平面も柱も、「棚」へと進化する。トム・サックスの“ノーリング”美学

「スタジオの空間すべてがノーリングされている」とトムは言う。「KNOLLING」とは、彼が提唱する独自の収納法だ。その手法を説明しよう。まずは身の回りのモノをすべて実際に使っているかどうかで分類し、使っていないモノはしまい込む。使うモノは「仲間同士」でグループ分けをする。そしてグループごとに全アイテムを平行・垂直もしくは90度の角度にカッチリと並べれば、完了!

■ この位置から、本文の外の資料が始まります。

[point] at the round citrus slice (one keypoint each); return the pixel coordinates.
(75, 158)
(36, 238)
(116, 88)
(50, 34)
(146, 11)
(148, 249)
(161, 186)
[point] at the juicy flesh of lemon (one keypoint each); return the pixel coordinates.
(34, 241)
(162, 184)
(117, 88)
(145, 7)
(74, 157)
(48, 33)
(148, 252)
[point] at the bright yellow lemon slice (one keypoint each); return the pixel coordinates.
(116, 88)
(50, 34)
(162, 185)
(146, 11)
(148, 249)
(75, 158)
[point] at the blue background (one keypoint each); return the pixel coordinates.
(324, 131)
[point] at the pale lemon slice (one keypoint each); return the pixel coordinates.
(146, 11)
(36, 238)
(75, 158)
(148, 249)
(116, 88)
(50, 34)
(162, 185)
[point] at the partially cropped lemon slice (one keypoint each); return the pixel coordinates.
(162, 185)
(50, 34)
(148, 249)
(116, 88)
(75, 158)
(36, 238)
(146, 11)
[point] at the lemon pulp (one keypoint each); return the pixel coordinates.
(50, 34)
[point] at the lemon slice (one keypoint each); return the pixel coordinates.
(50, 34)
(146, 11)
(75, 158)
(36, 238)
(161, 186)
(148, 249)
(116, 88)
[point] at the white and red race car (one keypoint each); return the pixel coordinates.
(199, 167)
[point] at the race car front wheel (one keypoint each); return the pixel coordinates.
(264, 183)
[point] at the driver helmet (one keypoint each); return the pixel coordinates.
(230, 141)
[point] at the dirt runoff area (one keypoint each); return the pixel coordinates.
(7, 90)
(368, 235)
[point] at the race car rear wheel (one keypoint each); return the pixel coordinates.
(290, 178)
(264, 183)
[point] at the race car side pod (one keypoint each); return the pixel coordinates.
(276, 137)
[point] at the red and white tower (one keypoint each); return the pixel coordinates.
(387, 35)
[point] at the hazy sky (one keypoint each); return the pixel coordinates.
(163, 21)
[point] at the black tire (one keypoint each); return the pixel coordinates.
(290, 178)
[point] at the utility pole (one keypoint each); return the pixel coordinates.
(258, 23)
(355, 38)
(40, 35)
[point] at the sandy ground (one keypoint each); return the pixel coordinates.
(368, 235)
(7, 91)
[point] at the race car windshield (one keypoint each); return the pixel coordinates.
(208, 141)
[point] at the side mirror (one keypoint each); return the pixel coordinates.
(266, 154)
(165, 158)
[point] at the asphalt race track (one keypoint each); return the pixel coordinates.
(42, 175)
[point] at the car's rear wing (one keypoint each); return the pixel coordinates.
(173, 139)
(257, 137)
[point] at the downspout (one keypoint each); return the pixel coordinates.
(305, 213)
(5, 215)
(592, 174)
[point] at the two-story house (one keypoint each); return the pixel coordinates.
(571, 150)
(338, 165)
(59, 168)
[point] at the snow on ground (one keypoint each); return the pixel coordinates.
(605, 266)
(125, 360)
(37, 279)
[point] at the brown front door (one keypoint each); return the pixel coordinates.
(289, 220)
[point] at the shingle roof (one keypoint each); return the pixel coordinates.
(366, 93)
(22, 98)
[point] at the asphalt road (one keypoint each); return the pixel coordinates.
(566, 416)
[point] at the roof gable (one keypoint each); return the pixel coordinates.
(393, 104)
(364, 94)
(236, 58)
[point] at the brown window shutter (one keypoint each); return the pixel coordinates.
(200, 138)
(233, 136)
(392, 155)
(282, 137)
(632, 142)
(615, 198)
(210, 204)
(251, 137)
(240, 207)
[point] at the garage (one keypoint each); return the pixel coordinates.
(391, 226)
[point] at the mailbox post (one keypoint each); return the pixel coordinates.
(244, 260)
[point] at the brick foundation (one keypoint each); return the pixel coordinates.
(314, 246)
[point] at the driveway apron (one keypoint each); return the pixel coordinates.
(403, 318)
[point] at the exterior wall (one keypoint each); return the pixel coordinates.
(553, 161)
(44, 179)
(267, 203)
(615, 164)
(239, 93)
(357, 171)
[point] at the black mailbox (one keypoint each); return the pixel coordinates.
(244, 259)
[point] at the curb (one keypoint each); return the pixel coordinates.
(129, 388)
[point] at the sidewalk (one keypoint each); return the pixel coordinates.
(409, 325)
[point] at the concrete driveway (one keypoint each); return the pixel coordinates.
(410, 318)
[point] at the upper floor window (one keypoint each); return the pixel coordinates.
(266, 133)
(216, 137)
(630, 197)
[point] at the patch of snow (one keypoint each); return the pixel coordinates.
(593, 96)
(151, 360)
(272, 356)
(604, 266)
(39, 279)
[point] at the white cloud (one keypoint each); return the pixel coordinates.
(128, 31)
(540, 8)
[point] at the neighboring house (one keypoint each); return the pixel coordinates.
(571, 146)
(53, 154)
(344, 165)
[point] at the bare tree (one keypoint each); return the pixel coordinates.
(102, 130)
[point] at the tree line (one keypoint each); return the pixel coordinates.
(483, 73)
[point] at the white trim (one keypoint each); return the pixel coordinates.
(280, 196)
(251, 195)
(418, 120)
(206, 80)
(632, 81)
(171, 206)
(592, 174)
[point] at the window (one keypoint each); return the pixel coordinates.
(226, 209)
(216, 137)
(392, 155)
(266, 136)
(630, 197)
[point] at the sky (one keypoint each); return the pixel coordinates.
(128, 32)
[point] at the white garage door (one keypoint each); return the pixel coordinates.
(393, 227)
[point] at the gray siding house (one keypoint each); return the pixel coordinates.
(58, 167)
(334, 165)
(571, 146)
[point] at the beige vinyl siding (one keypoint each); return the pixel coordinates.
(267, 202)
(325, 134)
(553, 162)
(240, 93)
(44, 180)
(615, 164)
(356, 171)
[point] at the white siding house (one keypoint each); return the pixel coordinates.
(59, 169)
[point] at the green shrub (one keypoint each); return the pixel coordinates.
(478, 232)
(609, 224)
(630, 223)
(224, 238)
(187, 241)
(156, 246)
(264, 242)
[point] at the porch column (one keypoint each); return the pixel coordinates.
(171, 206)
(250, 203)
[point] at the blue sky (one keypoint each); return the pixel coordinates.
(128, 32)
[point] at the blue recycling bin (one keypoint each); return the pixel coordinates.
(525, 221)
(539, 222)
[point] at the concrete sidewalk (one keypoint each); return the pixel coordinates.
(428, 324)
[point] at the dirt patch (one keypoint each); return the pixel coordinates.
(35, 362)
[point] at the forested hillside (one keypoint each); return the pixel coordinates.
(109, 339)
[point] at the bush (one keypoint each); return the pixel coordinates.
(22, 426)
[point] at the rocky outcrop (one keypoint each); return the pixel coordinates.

現代アーティスト・トム・サックスのスタジオ内のキッチン
「スタジオ内で最も神聖な空間」とトムが呼ぶキッチン。住居だった頃からこのテーブルが執筆や会議、接客の場だ。最上段右に積んだ黄色い容器の塩は?「心配性でつい買いだめを。ロゴが僕の作風に通じるんだよね」
現代アーティスト・トム・サックスの「テープライブラリー」
トムは旅行先でも必ずテープを買い集めるほどのテープ好き。3つある通称「テープ・ライブラリー」の1つがキッチンに。荷造り用クリアテープや両面テープなどよく使うものは、手や目の届きやすい下から2番目の段へ。
現代アーティスト・トム・サックスの「ペイントスプレー・ライブラリー」
「ペイントスプレー・ライブラリー」の一部。クリロン社の塗料を長年愛用。スタジオ独自の色別コードとその背景をユーモラスに解説した短編映画『COLOR.』を、ぜひ読者にもネットで観てほしい、とトム。
現代アーティスト・トム・サックスのの作業台
必要な道具が残らず収納してあるトム専用の作業台。折り畳んでコンパクトにできるので、出張や旅行にも丸ごと運び込める!その名も「ジャーニーマン」。昔の軍隊が戦場に運んだ移動式家具にならったネーミングだ。

整理法であると同時に、トムの創作理念にも通じる概念だ。シンプルながら合理的なこの手順を隅々にまで徹底することで、スタジオの能率は向上する。また大勢のスタッフが機械工具や危険物も扱う現場だけに、高い識別性=安全管理というメリットの重みは計り知れない。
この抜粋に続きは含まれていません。